Lawrence Ferlinghetti

L’assistanat à sens unique n’a jamais permis aux défavorisés de se construire le destin de leurs souhaits.
“Vous voulez les pauvres secourus, moi je veux la pauvreté supprimée,” s’indignait en son temps l’auteur des Misérables. Ce ne fut qu’après la Libération que les pouvoirs publics mirent ce voeu à leur ordre du jour, avec l’institution d’un Etat providence, respectant la dynamique de la solidarité. La refondation de ce modèle social est aujourd’hui envisagée, en raison notamment de ses déficiences vis-à-vis des attentes de notre Société. Ces dernières concernent, par exemple, la qualité de notre “vivre ensemble”, ou encore les processus de co-décision dans la gestion locale et territoriale. Les lignes qui suivent interrogent quelques  initiatives prometteuses en ces domaines.
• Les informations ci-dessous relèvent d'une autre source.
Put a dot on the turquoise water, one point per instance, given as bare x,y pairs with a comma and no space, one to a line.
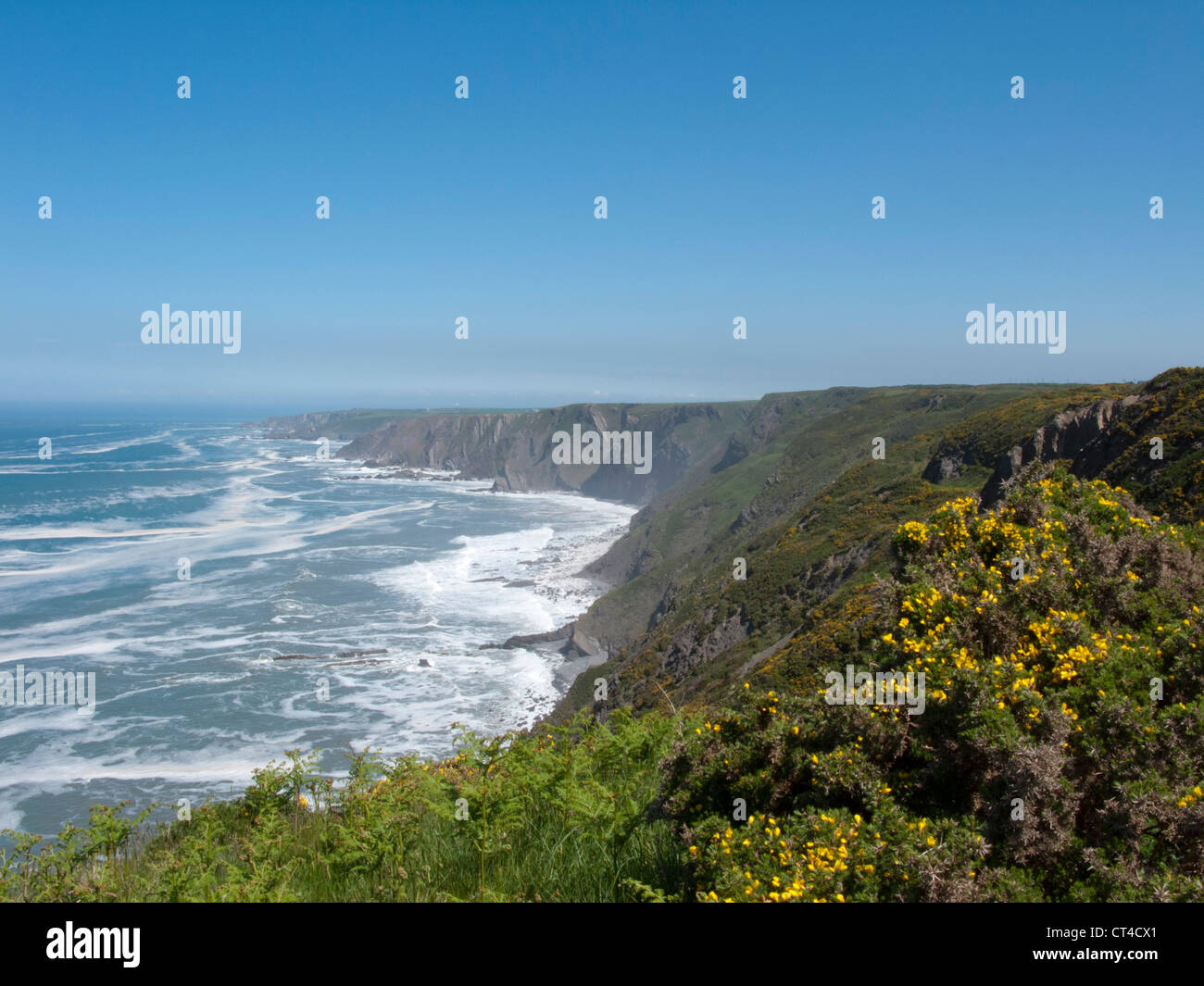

Photo : Sculpture »La Foule illuminée » de Raymond Masson  -1986 – Avenue McGill à Montréal (Canada)
Les 65 personnages de la sculpture forment une société serrée avec ses couples, ses jeunes, ses vieux, ses rires, ses peurs,…

L’esprit novateur de l’Etat providence

La conjoncture sociale de ce siècle, de par les  enjeux dont elle est porteuse, n’est pas sans ressemblance avec celle que nous avons connue au lendemain de la 2ème guerre mondiale. “Développement économique et protection sociale”, tels étaient alors les maîtres mots de l’effort de reconstruction ayant permis dans notre pays l’avènement d’un  Etat providence, qu’il dotait d’une double mission :
–  Réduire les inégalités de revenus entre nantis et démunis par une redistribution équitable des richesses de la Nation,
–  Protéger notre population contre les aléas de l’existence, en faisant de l’esprit de solidarité le principe fondateur du droit de notre Sécurité Sociale, dont nous célèbrons cette année le 70è anniversaire.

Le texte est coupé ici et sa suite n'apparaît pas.